This post was originally published on the author's personal Facebook page.
One of the most frustrating parts of watching the many societal debates over the last several months has been seeing people on all sides abandon rational thought in their knee-jerk defense of whatever position they're predisposed to believe. Productive discourse requires both sides of an argument to tone down their emotional reactions and consider the facts in a logical fashion. Acknowledging—or even recognizing—the flaws in an argument supporting one's own position can be difficult, but it's a must for anyone who wants to do more than just tear down the other side and widen the division.
If you truly care about other people and about making the world a better place, then in a spirit of charity and intellectual honesty be careful what lines of reasoning you embrace.
Below are just a few examples of faulty reasoning I've seen repeatedly in my news feed and elsewhere. I've picked examples from both sides of a couple of hot topics. Note that while these are not exact quotes, they do match the tone and (il)logical form of statements I've seen and heard from multiple people. Definitions of the fallacies are adapted from https://yourlogicalfallacyis.com/, a helpful introduction to several common informal fallacies.
"People pushing for reopening care more about the stock market than people's lives!!!!!!"
This is an example of the strawman fallacy: misrepresenting someone's argument to make it easier to attack.
Those who want to reopen the economy think that way because of a combination of a belief that the lethality of the virus has been exaggerated and a concern that the shutdown will ultimately prove even deadlier.* But this position is more complex and actually takes some effort to argue against, and nuance is hard to fit in a meme. Whether an argument is right or wrong, oversimplifying it in order to attack it often results in missing the point entirely.
"My friend is a nurse and thinks this whole COVID thing is nonsense, so it's crazy that anyone thinks it's a big deal. "
This is an appeal to authority: saying that because an authority thinks something, it must therefore be true.
For starters, a nurse is not a doctor, though I've heard a few people make a similar argument using their MD friends. In any case, medical training does not magically confer correct opinions on anyone. If it did, everyone with medical training would think the same thing—but it turns out there are actually doctors and nurses on both sides of this issue. It is true that medical professionals have the background to form more educated opinions than most about medical issues; that's why we have them! But a degree does not an argument make.** Doctors and nurses can make mistakes too, so pay attention to the reasoning behind their opinions, not just their credentials. This applies to both sides.
"Systemic racism is a myth. After all, we had a black president!"
Welcome to the anecdotal fallacy: using a personal experience or an isolated example instead of a sound argument or compelling evidence.
The claims being made about the existence of systemic racism apply to society at large, and single examples can neither prove nor disprove them. A variation of this fallacy is some form, usually implied, of "I don't see racism in this country; therefore it must not exist." Your personal experience is only a small part of reality. If other people are reporting experiences and facts that appear to contradict your experience, it may be worth listening to understand what they're really talking about before you dismiss them out of hand. (See also the straw man fallacy above.)

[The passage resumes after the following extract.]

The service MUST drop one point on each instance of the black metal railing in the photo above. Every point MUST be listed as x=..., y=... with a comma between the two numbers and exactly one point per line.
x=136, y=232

"If you don't support #BlackLivesMatter, you're on the wrong side of history!"
The phrase "wrong side of history" carries considerable philosophical baggage, but to a first-order approximation we can consider this a form of the bandwagon fallacy: appealing to popularity (or in this case, assumed future popularity) or the fact that many people do something as an attempted form of validation.
Sometimes correct ideas are popular. Sometimes they aren't. The popularity of an idea should not be used as either a positive or negative measurement of its validity. If a movement is worth supporting, one should be able to find better reasons for doing so than its level of approval.
Bonus: Watch out for the fallacy of equivocation. The statement that black lives matter is distinct from the organization that chose the phrase as its name, and there is no contradiction in someone wholeheartedly agreeing with the former while having reservations about the latter.
As you think and dialogue about contemporary issues, be careful to examine your rhetoric for logical coherence. At the same time, beware of the fallacy fallacy: presuming that because a claim has been poorly argued, or a fallacy has been made, the claim itself must be wrong.
* Some have even pointed out that most rhetoric surrounding the shutdown has ignored poorer countries whose inhabitants were barely surviving as it was, and who are now facing starvation as the global economy remains stymied.
** It's also worth noting that just as nurses are not doctors, not all doctors and nurses are public health experts. The fields overlap, but have different emphases.